In the heart of July, a child’s westward trek to South Dakota, leaves behind the coastal waters and rolling hills as they flatten out through the roads in Ohio; traded in for searing heat, rippling grain fields, blue flax and corn in good seasons…burnt, crisping drought at other times and the odd wooden clapboard floors in small towns with ancient names. The James River disappears into dried mud.
One gas pump, a root beer float and cash only, please; a sign warns ‘last stop for the next hundred miles’; the land swallowing us gone as our car pulls back out onto the pink ribbon of highway.
Drought feels and knows…rutted mud so dried out and thick that tripping and injury awaits the child in careless flip flops, the bruised soles of small feet tell the story. The crops, struggling up against a steady prairie wind which beats back and all around a single row of sparsely planted Russian olive trees; one row of these green gems holds the line determinedly against all odds. There is nothing in any direction for the next hundred miles and we are alone.
The radio plays quietly with static, fuzzy crop and herd reports…and we watch the land out of a tired and melting window.
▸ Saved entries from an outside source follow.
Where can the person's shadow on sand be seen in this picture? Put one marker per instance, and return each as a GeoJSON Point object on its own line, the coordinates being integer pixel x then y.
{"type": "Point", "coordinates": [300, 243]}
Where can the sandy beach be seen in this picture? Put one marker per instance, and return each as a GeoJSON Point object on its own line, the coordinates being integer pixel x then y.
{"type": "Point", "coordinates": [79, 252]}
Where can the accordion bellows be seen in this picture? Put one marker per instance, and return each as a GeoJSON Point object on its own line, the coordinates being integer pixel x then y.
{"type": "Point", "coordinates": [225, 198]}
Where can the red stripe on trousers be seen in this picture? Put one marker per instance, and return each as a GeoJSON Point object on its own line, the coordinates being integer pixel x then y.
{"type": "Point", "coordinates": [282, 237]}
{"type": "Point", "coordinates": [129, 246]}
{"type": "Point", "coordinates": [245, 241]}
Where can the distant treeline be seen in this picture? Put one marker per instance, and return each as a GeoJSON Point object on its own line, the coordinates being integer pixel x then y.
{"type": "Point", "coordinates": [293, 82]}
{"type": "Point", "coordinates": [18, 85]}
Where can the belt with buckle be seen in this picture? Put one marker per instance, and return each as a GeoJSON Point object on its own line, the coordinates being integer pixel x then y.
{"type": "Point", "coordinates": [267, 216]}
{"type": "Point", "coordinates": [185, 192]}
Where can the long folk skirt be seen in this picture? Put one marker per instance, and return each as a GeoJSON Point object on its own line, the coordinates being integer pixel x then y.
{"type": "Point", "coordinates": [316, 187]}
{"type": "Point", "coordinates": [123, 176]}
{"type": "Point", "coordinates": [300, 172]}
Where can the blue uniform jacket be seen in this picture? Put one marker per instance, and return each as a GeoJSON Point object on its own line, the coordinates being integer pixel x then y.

The sun has made a half round, shifting from one side of the car to the other and the day readies to wind down.
Then…in our stupor, there rises up ahead the figure of a lone Native American runner with a long black braid…strong, striding with singular purpose along the edge of the burnt tar, at the edge of pink stone quartzite…as our single car quickly, in all that incomprehensible vast sea of prairie and wheat and sweet air…sails past and disappears into a wall of bright, shimmering, unbearable heat. The runner with singular purpose vanishes behind us.